July 20th, 2017 No comments

Cloud Field Day 2, part of the Tech Field Day family of events is happening in San Francisco and Silicon Valley, from 26-28 July and I’m super excited to be invited as a delegate.

We are hearing from a number of companies about how they cloud!

Accelerite is a company I surprisingly haven’t heard of before and it is also new to Tech Field Day.
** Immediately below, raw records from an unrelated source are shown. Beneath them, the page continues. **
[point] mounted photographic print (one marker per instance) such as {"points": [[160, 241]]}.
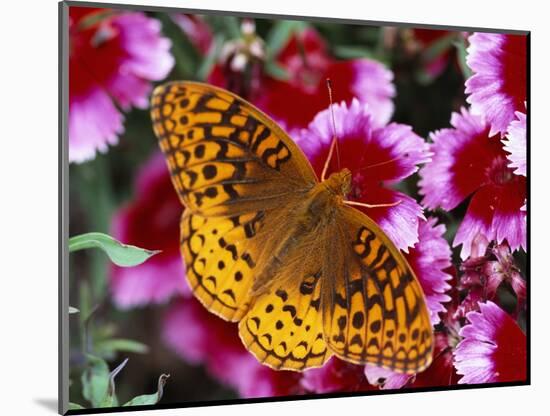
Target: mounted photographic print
{"points": [[263, 207]]}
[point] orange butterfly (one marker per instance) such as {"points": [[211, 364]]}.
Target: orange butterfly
{"points": [[269, 245]]}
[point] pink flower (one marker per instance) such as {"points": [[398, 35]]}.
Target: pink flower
{"points": [[485, 273], [200, 337], [516, 144], [335, 376], [429, 258], [468, 161], [441, 371], [305, 58], [113, 57], [493, 348], [497, 88], [150, 220], [378, 158]]}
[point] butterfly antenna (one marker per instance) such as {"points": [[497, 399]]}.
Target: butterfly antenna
{"points": [[334, 143], [376, 165]]}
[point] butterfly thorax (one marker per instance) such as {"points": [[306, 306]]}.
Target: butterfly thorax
{"points": [[339, 183]]}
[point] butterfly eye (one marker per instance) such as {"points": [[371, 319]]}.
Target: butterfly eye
{"points": [[346, 182]]}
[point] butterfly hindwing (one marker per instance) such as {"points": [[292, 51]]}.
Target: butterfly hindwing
{"points": [[283, 328], [268, 246], [374, 309], [225, 156]]}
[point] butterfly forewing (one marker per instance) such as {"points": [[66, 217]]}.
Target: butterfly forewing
{"points": [[373, 307], [303, 283], [224, 155], [233, 169]]}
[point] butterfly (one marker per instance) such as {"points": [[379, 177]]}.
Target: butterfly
{"points": [[268, 245]]}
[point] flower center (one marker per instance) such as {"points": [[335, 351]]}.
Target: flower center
{"points": [[498, 172]]}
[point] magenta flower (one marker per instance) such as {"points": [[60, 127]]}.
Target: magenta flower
{"points": [[484, 274], [335, 376], [497, 88], [430, 258], [305, 58], [150, 220], [493, 348], [378, 158], [516, 144], [200, 337], [468, 161], [113, 58]]}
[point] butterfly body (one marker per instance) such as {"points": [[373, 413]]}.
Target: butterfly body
{"points": [[267, 245]]}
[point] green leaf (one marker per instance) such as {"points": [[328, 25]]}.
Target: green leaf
{"points": [[150, 398], [95, 380], [279, 34], [75, 406], [210, 59], [460, 46], [109, 346], [276, 71], [110, 398], [121, 254]]}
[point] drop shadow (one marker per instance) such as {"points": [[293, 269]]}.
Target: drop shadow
{"points": [[48, 403]]}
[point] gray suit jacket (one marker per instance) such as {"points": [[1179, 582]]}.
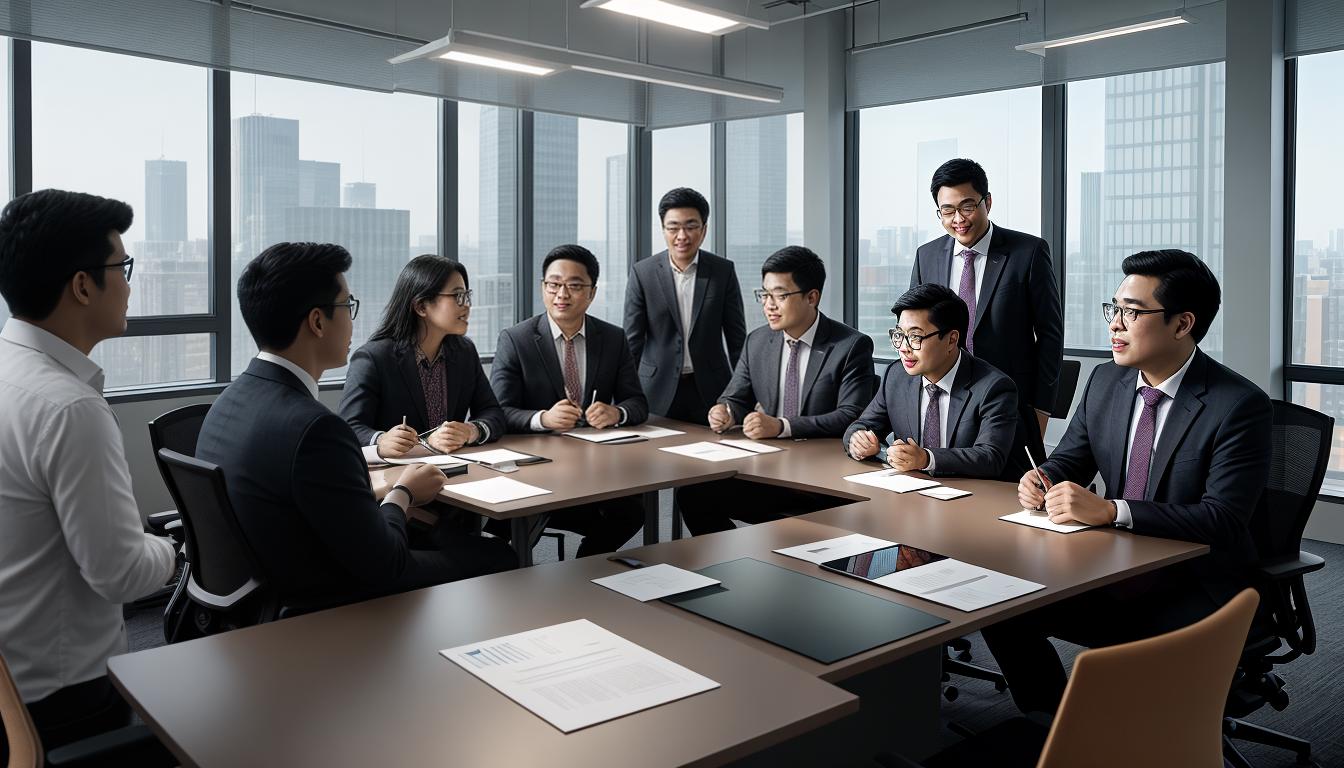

Founded in 2012 it is a wholly owned business of Persistent Systems and is a software house that aims to “Simplify and Secure the Enterprise Infrastructure”. Accelerite says there is a proliferation of devices and clouds that enterprises need to manage and secure.

CloudPlatform

I hadn’t realised that it was Accelerite that bought CloudPlatform from Citrix in March 2016. CloudPlatform was Citrix’s Apache CloudStack based platform, an open source cloud management platform and was at a time a possible alternative to OpenStack. It didn’t seem to get much traction in terms of numbers although tere are some massive deployments and it was seen as more enterprise ready. OpenStack seemed to get the buzz and won the marketing battle but has itself struggled with adoption due to complexity & feature bloat. Cries of OpenStack is dead are overblown, it is used in very large telcos and service providers, is being simplified and streamlined and will possible then creep back into enterprises who want an open source private linux of the cloud. AWS and Azure have of course been courting the same enterprises with their public cloud offerings. It remains to be seen how much time and effort enterprises are going to expend to what end to create what at least Wikibon is terming the True Private Cloud when public cloud is very tantalising and growing in features way above IaaS.

Accelerite’s CloudPlatform has multi-hypervisor support with its own hypervisor or you can choose from VMware vSphere, Citrix XenServer, KVM, or Hyper-V. There is bare metal provisioning as well with a particular use case highlighted of high performance computing applications. It can use traditional storage or hyper-converged.